This is not a sound-bite issue. It’s a very black-and-white issue with very little gray in between. And we cannot be afraid. I think the synod is 25 days long. There is plenty of time in the course of this month to spend an entire day talking about the abuse of power within the Church and how that has led to the distrust of so many in the Body of Christ.

 

What would you like to say to the Church’s leaders about the crises that the Church faces today?

This is going to come off as really blunt, but it’s what I would say, and it’s what I have said to the faces of some priests that I’m good friends with. It’s the same thing I would say to a male student when he was kind of feeling down on his luck or scared of something. I’d look them straight in the eye and say, “Man up!” “Be a man!” In this moment, we need fathers who recognize that the children, the sheep, are hurting. We need shepherds who are protecting us against the wolves. And we need honest men who are unafraid to say, “We have done wrong, and we will never allow this to happen again, and tell us and help us understand how we can make that happen.”

I think they need to know that the Church is not going to hang you out to dry if you were honest. In fact, I would say that many of us right now want that honest father who’s unafraid to say, “We royally messed this up. We have failed astronomically; we have failed, and we need the help of the entire Body of Christ to protect against this from ever happening again.”

I think it is a crisis of fatherhood because there haven’t been a whole lot of mothers allowed in the room. This is not a referendum on women’s ordination, by any means. I think women in positions of leadership and power within the Church could help with some of this. I think laymen and women in the room, religious sisters in the room, voices outside “clerics talking to clerics,” is very helpful at this moment. And I think the synod needs to talk about that. I think this document that Pope Francis dropped the other day, which said that it is no longer just bishops allowed to vote in synods, but the Pope could allow for other people, leaves room for women to have a greater voice. And I really do think that that will help the Church address this and heal from this.
 
Every single one of us has fears and is scared a little bit of our reputations being harmed, and I think right now we can look at some of the silence coming out of the Vatican as a legitimate fear of “people are going to run away because they’re going to see what we’ve done.” And what I would say to Pope Francis is, “No we’re not. We want honesty.” 

 

Going back to women in the Church — are there ways in which we can incorporate their voices in the Church without them becoming co-opted into the clerical structure?

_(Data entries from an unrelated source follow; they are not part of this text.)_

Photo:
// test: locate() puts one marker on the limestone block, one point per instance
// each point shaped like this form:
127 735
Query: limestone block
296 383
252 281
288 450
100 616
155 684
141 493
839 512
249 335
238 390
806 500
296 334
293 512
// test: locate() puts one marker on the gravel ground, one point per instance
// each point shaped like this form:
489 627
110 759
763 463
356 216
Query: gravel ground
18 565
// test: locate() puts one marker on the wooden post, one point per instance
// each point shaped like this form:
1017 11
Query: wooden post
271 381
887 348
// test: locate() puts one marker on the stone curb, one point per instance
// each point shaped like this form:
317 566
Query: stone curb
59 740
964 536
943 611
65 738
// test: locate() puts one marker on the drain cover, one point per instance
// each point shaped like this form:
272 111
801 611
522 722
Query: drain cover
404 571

Absolutely. I think careerism is a big problem we’re facing right now, both on the lay side and the priestly side. I mean, there’s kind of a joke — and it’s not entirely wrong — that if a guy goes to the NAC [North American College], it means he’s on the shortlist for bishop, or, you know, he’s going to be a bishop someday. Well, that’s a joke, and we say that, but because it’s the trend, right, sometimes there’s this careerism that happens within the Church. I think we have to protect against that careerism to ensure that women are not co-opted into that same attitude of “I’m just going to try to ‘rise in the ranks’ and get a little bit more power so that I can have influence.” I think the issue is when we isolate men and women in chancery offices, we put them behind desks, and we tell them, “You’re in charge.” And I’m saying this as somebody who has worked a lot with dioceses and has been employed by dioceses for various conferences. I’ve witnessed this firsthand. [When] we lock them away into the office; they forget the people that they’re serving.

 

What’s the alternative you envision?

Maybe this isn’t practical, and against canonical standards, but I think any priest working in a chancery should also be assigned in a parish. And I know that maybe that’s not always practical because they’re very busy. But I have priest friends who have worked in chanceries and have jokingly said to me, “Hey, I work in the chancery; you can lose your faith [there] because you become so locked into the desk and the management, instead of the people and the ministry.” And so I think we have to think about that when we incorporate laymen and women into the work of the Church.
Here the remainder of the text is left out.